The evolution of morphospace in phytophagous scarab chafers: no competition--no divergence?

Body shape reflects species' evolution and mediates its role in the environment as it integrates gene expression, life style, and structural morphology. Its comparative analysis may reveal insight on what shapes shape, being a useful approach when other evidence is lacking. Here we investigated evolutionary patterns of body shape in the highly diverse phytophagous chafers (Scarabaeidae: Pleurosticti), a polyphagous group utilizing different parts of angiosperms. Because the reasons of their successful diversification are largely unknown, we used a phylogenetic tree and multivariate analysis on twenty linear measurements of body morphology including all major Pleurosticti lineages to infer patterns of morphospace covariation and divergence.

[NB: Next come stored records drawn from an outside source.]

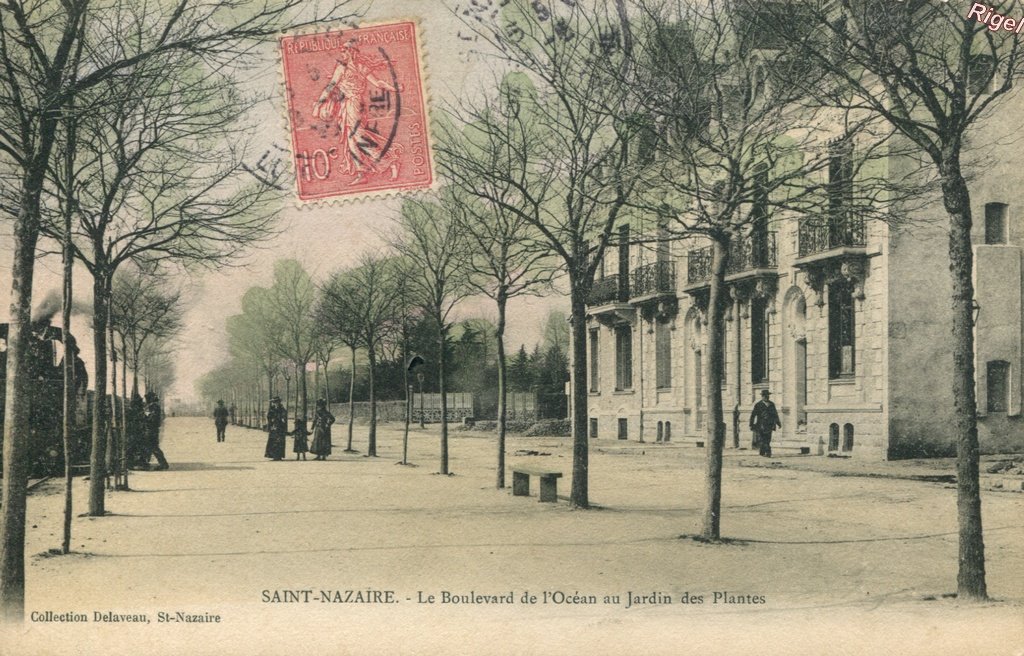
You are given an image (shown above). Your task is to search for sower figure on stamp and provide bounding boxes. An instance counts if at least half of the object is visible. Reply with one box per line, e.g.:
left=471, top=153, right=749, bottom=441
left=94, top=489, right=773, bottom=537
left=751, top=390, right=782, bottom=457
left=309, top=399, right=334, bottom=461
left=312, top=42, right=400, bottom=184
left=263, top=396, right=288, bottom=461
left=213, top=401, right=227, bottom=442
left=144, top=392, right=168, bottom=470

The chafer's different feeding types resulted to be not distinguishable in the described morphospace which was largely attributed to large occupancy of the morphospace of some feeding types and to multiple convergences of feeding behavior (particularly of anthophagy). Low correlation between molecular and morphological rates of evolution, including significant rate shifts for some lineages, indicated directed selection within feeding types. This is supported by morphospace divergence within feeding types and convergent evolution in Australian Melolonthinae. Traits driving morphospace divergence were extremities and traits linked with locomotion behavior, but also body size. Being highly adaptive for burrowing and locomotion these traits showed major changes in the evolution of pleurostict scarabs. These activities also affected another trait, the metacoxal length, which is highly influenced by key innovations of the metacoxa (extended mesal process, secondary closure) particularly in one lineage, the Sericini. Significant shape divergence between major lineages and a lack of strong differentiation among closely related lineages indicated that the question about the presence or absence of competition-derived directed selection needs to be addressed for different time scales. Striking divergence between some sister lineages at their origin revealed strong driven selection towards morphospace divergence, possibly linked with resource partitioning.